The December 2013 European Union (EU) regulation created a dilemma which the recent decision in July 2018 has not solved. In member countries such as the United Kingdom and Italy, national medical authorities had removed the product based on concerns for patient safety, but must now, according to regulations, reintroduce HES against the recommendation of their national societies. In addition, the EMA requested two post-marketing studies in perioperative and trauma patients with which it may prove difficult to comply. Clinicians who believe—as did a considerable proportion of the EMA review board (Box 12.2) [2]—that the safety of HES is not reliably established in the patients, may not want to administer HES and patients who are fully informed might not want to receive a drug proven harmful in some settings with no reason to suggest a different effect in elective surgery or trauma patients. The available studies in these populations provide no assurance of a lower risk of mortality and kidney failure than in critically ill patients, nor were there any new studies in such patients to justify the revised decision. Moreover, the recent FLASH trial in abdominal surgery - the largest RCT to date with over 700 patients - confirms previous concerns by demonstrating a lack of benefit for the patient but additional harm including increased blood loss, more AKI and a trend towards higher mortality after HES [54]. Thus, treating acute blood loss in surgical and trauma patients with a substance that increases coagulopathy and is also otherwise harmful seems paradoxical.
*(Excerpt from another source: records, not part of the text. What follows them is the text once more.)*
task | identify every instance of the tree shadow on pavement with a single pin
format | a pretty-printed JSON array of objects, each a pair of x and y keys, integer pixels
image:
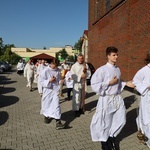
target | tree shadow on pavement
[
  {"x": 5, "y": 90},
  {"x": 8, "y": 100},
  {"x": 88, "y": 95},
  {"x": 68, "y": 117},
  {"x": 3, "y": 117}
]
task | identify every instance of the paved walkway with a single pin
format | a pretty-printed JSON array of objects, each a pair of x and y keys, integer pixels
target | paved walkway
[{"x": 22, "y": 127}]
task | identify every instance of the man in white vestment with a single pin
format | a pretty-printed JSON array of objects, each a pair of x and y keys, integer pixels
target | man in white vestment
[
  {"x": 20, "y": 67},
  {"x": 69, "y": 84},
  {"x": 110, "y": 116},
  {"x": 40, "y": 67},
  {"x": 142, "y": 82},
  {"x": 29, "y": 73},
  {"x": 50, "y": 79},
  {"x": 64, "y": 69},
  {"x": 78, "y": 75}
]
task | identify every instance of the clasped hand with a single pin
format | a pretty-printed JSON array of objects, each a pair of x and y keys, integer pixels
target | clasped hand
[{"x": 113, "y": 81}]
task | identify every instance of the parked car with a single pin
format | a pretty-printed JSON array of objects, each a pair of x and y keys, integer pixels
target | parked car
[{"x": 5, "y": 66}]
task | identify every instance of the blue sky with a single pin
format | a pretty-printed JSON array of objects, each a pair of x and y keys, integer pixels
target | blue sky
[{"x": 43, "y": 23}]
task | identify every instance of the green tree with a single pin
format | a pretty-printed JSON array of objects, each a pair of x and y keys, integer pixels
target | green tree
[
  {"x": 8, "y": 55},
  {"x": 63, "y": 53},
  {"x": 1, "y": 46}
]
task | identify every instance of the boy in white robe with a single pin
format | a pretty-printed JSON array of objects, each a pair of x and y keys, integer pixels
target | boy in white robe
[
  {"x": 78, "y": 75},
  {"x": 50, "y": 107},
  {"x": 40, "y": 67},
  {"x": 69, "y": 83},
  {"x": 20, "y": 67},
  {"x": 29, "y": 73},
  {"x": 110, "y": 116},
  {"x": 142, "y": 83}
]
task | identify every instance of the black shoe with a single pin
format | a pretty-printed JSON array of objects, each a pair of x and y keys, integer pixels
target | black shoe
[
  {"x": 81, "y": 111},
  {"x": 59, "y": 125},
  {"x": 105, "y": 146},
  {"x": 112, "y": 143},
  {"x": 77, "y": 113},
  {"x": 47, "y": 120}
]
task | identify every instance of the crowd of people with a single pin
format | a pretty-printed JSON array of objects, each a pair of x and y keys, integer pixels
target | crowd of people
[{"x": 110, "y": 115}]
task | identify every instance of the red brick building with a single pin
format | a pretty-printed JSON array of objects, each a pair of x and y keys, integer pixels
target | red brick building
[{"x": 124, "y": 24}]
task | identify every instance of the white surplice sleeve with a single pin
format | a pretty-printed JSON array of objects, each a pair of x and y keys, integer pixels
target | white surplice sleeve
[
  {"x": 98, "y": 84},
  {"x": 138, "y": 81},
  {"x": 44, "y": 80},
  {"x": 76, "y": 78}
]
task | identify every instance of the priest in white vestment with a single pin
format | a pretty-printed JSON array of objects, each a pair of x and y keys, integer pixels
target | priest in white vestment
[
  {"x": 142, "y": 83},
  {"x": 50, "y": 79},
  {"x": 29, "y": 73},
  {"x": 40, "y": 67},
  {"x": 110, "y": 115},
  {"x": 78, "y": 75}
]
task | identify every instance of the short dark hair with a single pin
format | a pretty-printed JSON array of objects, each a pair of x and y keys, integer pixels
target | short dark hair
[
  {"x": 111, "y": 49},
  {"x": 55, "y": 62}
]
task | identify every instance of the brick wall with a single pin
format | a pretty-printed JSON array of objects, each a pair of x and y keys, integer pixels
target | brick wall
[{"x": 126, "y": 27}]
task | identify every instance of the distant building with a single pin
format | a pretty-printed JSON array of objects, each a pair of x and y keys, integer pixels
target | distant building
[
  {"x": 27, "y": 53},
  {"x": 124, "y": 24}
]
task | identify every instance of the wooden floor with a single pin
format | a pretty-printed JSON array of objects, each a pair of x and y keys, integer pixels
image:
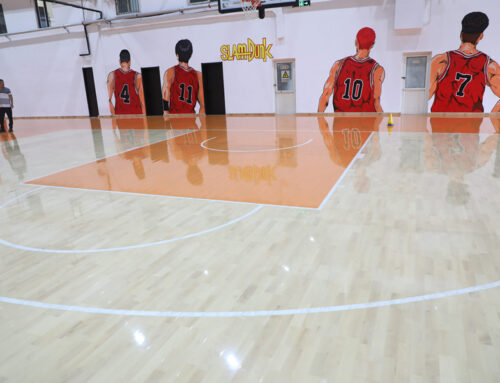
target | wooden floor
[{"x": 250, "y": 249}]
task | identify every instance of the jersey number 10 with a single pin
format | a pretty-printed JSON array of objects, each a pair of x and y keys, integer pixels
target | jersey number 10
[
  {"x": 182, "y": 96},
  {"x": 355, "y": 92}
]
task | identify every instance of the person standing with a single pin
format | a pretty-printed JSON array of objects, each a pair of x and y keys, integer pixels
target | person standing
[
  {"x": 459, "y": 77},
  {"x": 355, "y": 81},
  {"x": 6, "y": 106},
  {"x": 126, "y": 85},
  {"x": 182, "y": 85}
]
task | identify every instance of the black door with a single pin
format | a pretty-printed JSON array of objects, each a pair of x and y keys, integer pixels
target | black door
[
  {"x": 151, "y": 83},
  {"x": 213, "y": 83},
  {"x": 88, "y": 78}
]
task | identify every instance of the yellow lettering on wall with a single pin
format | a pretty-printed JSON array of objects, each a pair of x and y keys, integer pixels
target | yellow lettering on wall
[
  {"x": 249, "y": 51},
  {"x": 224, "y": 53}
]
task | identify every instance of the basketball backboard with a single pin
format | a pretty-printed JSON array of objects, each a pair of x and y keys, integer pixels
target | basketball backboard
[{"x": 227, "y": 6}]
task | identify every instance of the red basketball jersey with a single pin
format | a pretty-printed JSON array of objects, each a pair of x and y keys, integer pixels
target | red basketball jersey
[
  {"x": 353, "y": 89},
  {"x": 184, "y": 90},
  {"x": 461, "y": 86},
  {"x": 126, "y": 97}
]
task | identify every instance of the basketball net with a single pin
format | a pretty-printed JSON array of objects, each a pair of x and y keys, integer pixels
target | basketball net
[{"x": 249, "y": 6}]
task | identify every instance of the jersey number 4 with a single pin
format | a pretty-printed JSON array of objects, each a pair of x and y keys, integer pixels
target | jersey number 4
[
  {"x": 182, "y": 96},
  {"x": 125, "y": 94},
  {"x": 466, "y": 77},
  {"x": 355, "y": 92}
]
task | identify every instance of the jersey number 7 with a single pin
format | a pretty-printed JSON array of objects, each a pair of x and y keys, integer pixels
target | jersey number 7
[
  {"x": 125, "y": 95},
  {"x": 466, "y": 77}
]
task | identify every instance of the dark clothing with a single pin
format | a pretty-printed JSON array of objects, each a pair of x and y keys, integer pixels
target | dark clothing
[{"x": 7, "y": 111}]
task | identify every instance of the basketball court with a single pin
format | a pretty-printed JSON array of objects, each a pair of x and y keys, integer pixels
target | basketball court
[{"x": 250, "y": 246}]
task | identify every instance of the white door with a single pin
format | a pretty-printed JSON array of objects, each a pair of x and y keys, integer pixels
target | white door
[
  {"x": 416, "y": 69},
  {"x": 284, "y": 85}
]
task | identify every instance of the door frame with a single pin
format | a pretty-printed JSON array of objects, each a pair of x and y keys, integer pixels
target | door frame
[
  {"x": 277, "y": 93},
  {"x": 428, "y": 54},
  {"x": 278, "y": 61}
]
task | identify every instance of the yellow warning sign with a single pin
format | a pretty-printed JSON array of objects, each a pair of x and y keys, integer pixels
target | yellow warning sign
[{"x": 285, "y": 75}]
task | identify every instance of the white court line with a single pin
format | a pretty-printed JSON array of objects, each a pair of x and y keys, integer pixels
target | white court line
[
  {"x": 358, "y": 154},
  {"x": 105, "y": 157},
  {"x": 21, "y": 195},
  {"x": 111, "y": 249},
  {"x": 259, "y": 313},
  {"x": 173, "y": 197},
  {"x": 252, "y": 151}
]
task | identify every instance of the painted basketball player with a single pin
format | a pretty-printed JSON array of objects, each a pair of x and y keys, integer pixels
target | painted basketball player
[
  {"x": 126, "y": 85},
  {"x": 459, "y": 78},
  {"x": 355, "y": 81},
  {"x": 182, "y": 85}
]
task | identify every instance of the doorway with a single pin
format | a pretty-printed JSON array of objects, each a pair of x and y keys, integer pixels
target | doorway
[
  {"x": 88, "y": 78},
  {"x": 416, "y": 69},
  {"x": 213, "y": 86},
  {"x": 151, "y": 83},
  {"x": 284, "y": 86}
]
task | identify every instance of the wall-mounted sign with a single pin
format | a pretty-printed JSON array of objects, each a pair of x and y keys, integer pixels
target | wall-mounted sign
[{"x": 248, "y": 51}]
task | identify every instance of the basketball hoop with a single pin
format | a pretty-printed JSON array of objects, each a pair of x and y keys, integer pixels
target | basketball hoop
[{"x": 249, "y": 6}]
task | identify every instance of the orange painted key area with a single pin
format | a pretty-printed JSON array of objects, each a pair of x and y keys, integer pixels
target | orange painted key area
[
  {"x": 279, "y": 161},
  {"x": 290, "y": 161}
]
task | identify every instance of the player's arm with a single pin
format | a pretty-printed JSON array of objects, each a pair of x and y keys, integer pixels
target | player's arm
[
  {"x": 168, "y": 78},
  {"x": 378, "y": 79},
  {"x": 201, "y": 95},
  {"x": 111, "y": 91},
  {"x": 140, "y": 91},
  {"x": 438, "y": 66},
  {"x": 328, "y": 88},
  {"x": 494, "y": 82}
]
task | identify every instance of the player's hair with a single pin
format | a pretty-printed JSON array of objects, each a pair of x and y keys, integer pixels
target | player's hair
[
  {"x": 124, "y": 56},
  {"x": 366, "y": 38},
  {"x": 470, "y": 37},
  {"x": 184, "y": 49},
  {"x": 473, "y": 24}
]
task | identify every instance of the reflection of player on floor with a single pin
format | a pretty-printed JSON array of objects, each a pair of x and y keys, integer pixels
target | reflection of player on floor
[
  {"x": 457, "y": 154},
  {"x": 12, "y": 153},
  {"x": 345, "y": 140},
  {"x": 458, "y": 78},
  {"x": 126, "y": 85},
  {"x": 187, "y": 147},
  {"x": 182, "y": 85},
  {"x": 355, "y": 81}
]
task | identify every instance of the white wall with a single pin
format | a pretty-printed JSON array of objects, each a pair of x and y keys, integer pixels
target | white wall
[{"x": 44, "y": 69}]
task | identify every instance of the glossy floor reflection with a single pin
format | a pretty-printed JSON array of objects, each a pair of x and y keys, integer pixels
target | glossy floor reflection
[{"x": 171, "y": 218}]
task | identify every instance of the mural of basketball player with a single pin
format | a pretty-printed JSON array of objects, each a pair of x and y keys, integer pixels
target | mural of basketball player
[
  {"x": 126, "y": 85},
  {"x": 459, "y": 78},
  {"x": 182, "y": 85},
  {"x": 355, "y": 81}
]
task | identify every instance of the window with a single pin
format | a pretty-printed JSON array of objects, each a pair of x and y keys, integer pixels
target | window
[
  {"x": 43, "y": 13},
  {"x": 3, "y": 26},
  {"x": 127, "y": 6}
]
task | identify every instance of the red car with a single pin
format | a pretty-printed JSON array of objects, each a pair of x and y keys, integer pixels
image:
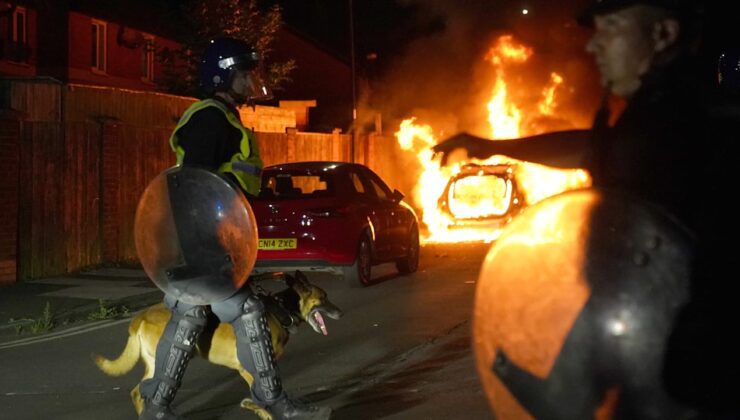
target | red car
[{"x": 333, "y": 216}]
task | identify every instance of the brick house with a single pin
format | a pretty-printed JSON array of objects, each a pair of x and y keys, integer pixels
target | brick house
[
  {"x": 112, "y": 44},
  {"x": 78, "y": 91}
]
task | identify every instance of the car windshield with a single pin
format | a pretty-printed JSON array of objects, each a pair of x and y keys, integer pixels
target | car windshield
[
  {"x": 296, "y": 185},
  {"x": 479, "y": 196}
]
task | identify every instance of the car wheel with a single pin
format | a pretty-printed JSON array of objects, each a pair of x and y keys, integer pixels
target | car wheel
[
  {"x": 410, "y": 263},
  {"x": 358, "y": 274}
]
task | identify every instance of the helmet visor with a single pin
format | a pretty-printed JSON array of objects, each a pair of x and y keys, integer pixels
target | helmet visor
[
  {"x": 240, "y": 62},
  {"x": 256, "y": 89}
]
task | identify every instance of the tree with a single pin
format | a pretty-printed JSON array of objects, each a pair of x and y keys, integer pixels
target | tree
[{"x": 207, "y": 19}]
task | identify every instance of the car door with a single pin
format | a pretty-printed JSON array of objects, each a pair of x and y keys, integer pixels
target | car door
[
  {"x": 365, "y": 202},
  {"x": 386, "y": 213}
]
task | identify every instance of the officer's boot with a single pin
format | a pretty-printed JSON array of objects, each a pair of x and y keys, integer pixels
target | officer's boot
[
  {"x": 175, "y": 348},
  {"x": 255, "y": 353}
]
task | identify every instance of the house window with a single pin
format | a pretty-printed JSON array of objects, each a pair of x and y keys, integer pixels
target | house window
[
  {"x": 147, "y": 59},
  {"x": 97, "y": 57},
  {"x": 18, "y": 48},
  {"x": 19, "y": 25}
]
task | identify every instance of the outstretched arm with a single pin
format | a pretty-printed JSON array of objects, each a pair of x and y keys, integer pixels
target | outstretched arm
[{"x": 562, "y": 149}]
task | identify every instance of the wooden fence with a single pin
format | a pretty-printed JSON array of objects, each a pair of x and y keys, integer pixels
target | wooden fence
[
  {"x": 75, "y": 159},
  {"x": 78, "y": 184}
]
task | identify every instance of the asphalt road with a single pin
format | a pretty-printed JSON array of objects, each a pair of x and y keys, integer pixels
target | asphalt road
[{"x": 402, "y": 351}]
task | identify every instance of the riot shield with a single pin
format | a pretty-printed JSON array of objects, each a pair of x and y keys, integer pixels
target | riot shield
[
  {"x": 574, "y": 305},
  {"x": 196, "y": 235}
]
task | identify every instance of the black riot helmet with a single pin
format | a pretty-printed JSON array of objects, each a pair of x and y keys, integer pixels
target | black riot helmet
[{"x": 222, "y": 59}]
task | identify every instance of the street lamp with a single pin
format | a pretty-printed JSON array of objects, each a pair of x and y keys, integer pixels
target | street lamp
[{"x": 353, "y": 140}]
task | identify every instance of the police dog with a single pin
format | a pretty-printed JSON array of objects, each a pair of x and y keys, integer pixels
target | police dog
[{"x": 301, "y": 302}]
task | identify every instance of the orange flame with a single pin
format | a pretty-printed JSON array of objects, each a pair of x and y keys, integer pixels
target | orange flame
[
  {"x": 503, "y": 115},
  {"x": 483, "y": 197}
]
Lastly, lack of relevant benefit in trauma patients—and a nominally 10% higher mortality rate—was demonstrated in the first RCT [42] and in one retrospective study [94]. In the perioperative setting, the only RCT assessing a 90-day survival endpoint found a higher mortality rate using HES (0 vs. 5 patients died, p = 0.051) [59]. Moreover, no safe dose for HES has been defined [79]. Kidney failure occurred in intensive care patients after a mean dose of 7.5 ml/kg/day, a fraction of the maximal dose of 30 ml/kg of HES that is now applicable according to current legislation [14].

Conclusion

Without evidence to provide reassurance that patients will not be exposed to increased risk of mortality and renal injury by use of HES, and given the lack of data supporting a clinically relevant benefit, suspension of marketing authorizations for HES products in all patient populations remains appropriate to protect public health. Use of HES in surgical or trauma patients is not formally restricted according to the 2013 and 2018 European Commission majority decision, but this decision is questionable. HES side effects regarding bleeding impairment and kidney failure have been reported in all patient populations and significant risks are detected in well-performed meta-analyses also in surgical populations. HES is more expensive than crystalloids and high-quality care is possible without its use. There is no compelling reason to use it in surgical or trauma patients.